Hearing that snapped Nero out of his thoughts - he pulled back to look up into his father’s eyes, and the revelation was enough to allow him to power through the intensity of his stare.

Vergil didn’t seem inclined to share any more than that, which - was frustrating, but he got the picture. This would have to be enough, for now.

Nero’s eyes fell back down to Vergil’s lips, now inches away from his own, and he didn’t have to even wonder about that for too long before his father bent down to close the space between them - his noise of surprise was swallowed up by Vergil, who immediately deepened the kiss by prying his mouth open with his tongue, insistent like he was trying to devour him - the thought itself made him shiver.

He knew in theory this was how kissing was supposed to go but - he’d never done it like this, not in the way that Vergil bit at his lips before thrusting his slick tongue all the way almost down his throat, like he was trying to choke him with it, and when it rubbed up against his own, it opened up something hungry and needy within him, unable to stop himself from whining a little in the back of his throat, his whole body electrified - and when he thought it was already enough, that any more and he’d pass out, Vergil roughly grabbed a fistful of his hair to maneuver his head so he could get even more domineering and all-encompassing, and for a hot minute, Nero’s entire universe was reduced to this - his father’s taste in his mouth, his scent all around him, his touch on him, some deep-seated itch being finally, finally tended to.

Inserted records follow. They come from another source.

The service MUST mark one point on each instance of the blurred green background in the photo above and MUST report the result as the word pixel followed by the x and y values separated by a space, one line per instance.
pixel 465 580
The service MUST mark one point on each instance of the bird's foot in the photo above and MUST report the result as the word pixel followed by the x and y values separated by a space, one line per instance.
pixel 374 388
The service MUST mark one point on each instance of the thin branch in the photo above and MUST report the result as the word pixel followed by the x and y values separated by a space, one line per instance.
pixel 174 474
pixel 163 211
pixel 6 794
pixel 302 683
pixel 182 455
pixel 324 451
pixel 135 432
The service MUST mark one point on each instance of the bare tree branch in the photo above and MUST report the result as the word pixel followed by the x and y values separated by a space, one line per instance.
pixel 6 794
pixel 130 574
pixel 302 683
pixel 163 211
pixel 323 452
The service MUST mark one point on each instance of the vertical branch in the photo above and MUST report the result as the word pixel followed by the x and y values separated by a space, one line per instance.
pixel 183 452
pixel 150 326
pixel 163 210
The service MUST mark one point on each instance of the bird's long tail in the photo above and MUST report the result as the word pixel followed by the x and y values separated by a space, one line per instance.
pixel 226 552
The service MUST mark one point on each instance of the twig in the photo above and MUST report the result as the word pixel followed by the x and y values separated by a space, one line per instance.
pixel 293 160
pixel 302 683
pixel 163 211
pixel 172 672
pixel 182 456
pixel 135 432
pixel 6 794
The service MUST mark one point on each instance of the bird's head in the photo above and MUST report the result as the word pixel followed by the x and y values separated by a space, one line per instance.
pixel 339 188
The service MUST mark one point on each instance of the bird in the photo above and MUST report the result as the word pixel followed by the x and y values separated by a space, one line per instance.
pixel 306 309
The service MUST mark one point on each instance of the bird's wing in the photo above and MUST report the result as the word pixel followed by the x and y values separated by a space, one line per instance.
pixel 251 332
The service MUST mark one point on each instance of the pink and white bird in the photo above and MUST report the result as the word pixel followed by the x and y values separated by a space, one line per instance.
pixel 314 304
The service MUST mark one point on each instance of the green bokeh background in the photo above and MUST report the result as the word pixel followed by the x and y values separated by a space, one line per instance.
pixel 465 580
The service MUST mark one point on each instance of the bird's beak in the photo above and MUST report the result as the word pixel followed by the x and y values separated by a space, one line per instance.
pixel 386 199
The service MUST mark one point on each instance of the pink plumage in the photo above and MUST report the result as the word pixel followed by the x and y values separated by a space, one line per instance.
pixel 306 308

It took him a moment to realise it when Vergil pulled back, and Nero’s mind was still hazy as he saw how wet his lips were, how he licked them clean of his own spit, and shit, he would be using that feeling and that image to get off for the rest of forever.

When he finally did get his wits about him and had managed to stop panting, Nero couldn’t help himself from remarking,

“I didn’t exactly say what my answer to your “courting” was, old man.”

“No need for it.”

Vergil didn’t miss a beat before responding.

“You would have acquiesced, naturally.”



“Oh yeah? And what makes you so sure of that?”



“Because that’s simply the way things go. Besides, if you hadn’t, I would have simply made you compliant.”

Holy shit.
That - that should probably have been terrifying, not incredibly hot and flattering, but fucked-up was Nero’s new normal, apparently.
And he’d be lying if he said that after all the doubt, all the feelings of rejection and abandonment, seeing his father’s naked desire written in his eyes, hearing him say he wouldn’t have stopped at Nero’s lack of consent - it felt way too good for what it probably said about either of them.

“Now, I have some business to attend to -“

Vergil got up, putting the book he’d forgotten about back in its rightful place and straightening up.

“-I’m assuming I will see you in my room tonight when I return, yes?”

The was he said it, it wasn’t a suggestion.
Fuck.

“Sure thing, old man.”

Nero replied, and hoped he didn’t sound as impatient and eager as he really was.